New dispute arises over Peabody plant
 
Nov 8, 2005 - St. Louis Post-Dispatch
Author(s): Ken Leiser

Nov. 8--Environmentalists have a new bone to pick with Peabody Energy Corp.

 

The St. Louis-based company is seeking separate water-discharge permits to mine coal to feed its proposed power plant in Southern Illinois and to store the combustion waste produced at the plant on a separate piece of land.

 

This is causing environmental groups to again take aim at Peabody's $2 billion Prairie State Energy Campus. They argue that runoff from the waste pile could threaten local water supplies.
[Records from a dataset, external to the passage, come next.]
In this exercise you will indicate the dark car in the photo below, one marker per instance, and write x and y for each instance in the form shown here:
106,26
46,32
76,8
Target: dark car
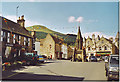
40,59
92,59
112,67
30,59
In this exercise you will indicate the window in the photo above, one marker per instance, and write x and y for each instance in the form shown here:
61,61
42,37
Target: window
14,38
28,41
99,48
1,35
88,42
24,40
105,48
88,48
19,39
8,40
50,46
102,41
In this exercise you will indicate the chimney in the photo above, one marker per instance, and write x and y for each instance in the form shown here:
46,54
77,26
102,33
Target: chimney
21,21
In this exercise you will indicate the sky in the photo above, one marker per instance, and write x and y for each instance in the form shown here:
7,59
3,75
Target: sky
93,17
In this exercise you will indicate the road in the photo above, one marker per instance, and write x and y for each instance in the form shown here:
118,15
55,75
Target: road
59,70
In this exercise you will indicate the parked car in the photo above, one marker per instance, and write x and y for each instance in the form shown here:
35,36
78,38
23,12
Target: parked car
40,59
106,59
92,58
98,58
112,67
30,59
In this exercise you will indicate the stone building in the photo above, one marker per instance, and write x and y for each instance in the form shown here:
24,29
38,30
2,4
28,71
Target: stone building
15,38
67,51
79,52
117,43
51,47
99,46
37,46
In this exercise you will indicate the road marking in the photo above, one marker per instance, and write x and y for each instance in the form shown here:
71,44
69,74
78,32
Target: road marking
12,75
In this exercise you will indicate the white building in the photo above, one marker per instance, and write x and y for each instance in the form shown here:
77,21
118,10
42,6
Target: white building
37,47
64,50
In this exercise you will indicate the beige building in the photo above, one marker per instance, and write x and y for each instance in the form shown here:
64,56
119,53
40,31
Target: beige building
99,46
16,40
67,51
54,48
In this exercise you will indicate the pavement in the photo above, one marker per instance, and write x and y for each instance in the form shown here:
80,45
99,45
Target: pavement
60,70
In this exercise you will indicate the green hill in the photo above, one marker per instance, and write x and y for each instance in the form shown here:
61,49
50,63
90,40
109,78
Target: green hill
42,31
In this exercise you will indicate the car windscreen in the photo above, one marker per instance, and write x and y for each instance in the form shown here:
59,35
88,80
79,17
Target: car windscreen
114,60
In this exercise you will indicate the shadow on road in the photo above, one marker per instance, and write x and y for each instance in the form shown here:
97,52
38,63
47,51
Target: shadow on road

A coalition of environmental groups already is fighting the coal- fired plant on the grounds that its emissions will foul the air.

 

"We think there is a very strong potential for groundwater contamination," said Kathy Andria, conservation chair of the Sierra Club Kaskaskia Group and president of American Bottom Conservancy. "Coal-combustion waste is very toxic because it is concentrated."

 

Andria said scientific studies have found instances of groundwater contaminated by toxins contained in combustion waste. This proposed disposal site, she said, would house fly ash, bottom ash and scrubber sludge.

 

The Illinois Environmental Protection Agency is poised to issue the water permits and Wednesday will hold a hearing.

 

Larry Crislip of the agency's mine-pollution control program said Peabody wants to store the coal-combustion waste at the site of its Randolph Preparation Plant in Randolph and St. Clair counties. As a result, the company is seeking renewal of an existing discharge permit.

 

Crislip said the state determined that the material could be taken to the disposal site without violating state surface or groundwater quality standards.

 

Peabody claims the Prairie State facility will be among the cleanest coal-fired power plants in the country and will create nearly 500 jobs in Southern Illinois.

 

Peabody spokeswoman Beth Sutton said the combustion byproduct is largely calcium sulfate, or gypsum, a benign material that is formed during the emissions-scrubbing process. Some of the material will be marketed for use in manufacturing wallboard as well as roofing and road-building materials, she said.

 

The disposal site will have a low-permeability liner, a water- quality monitoring system and a sedimentation pond, Sutton said.

 

The proposed Lively Grove mine in Washington County would supply coal to the adjacent power plant and will have a sedimentation pond to capture storm water. The mine is expected to produce about 6 million tons of coal a year for use at the power plant.

 

"These are customary permits for facilities of this kind," Sutton said.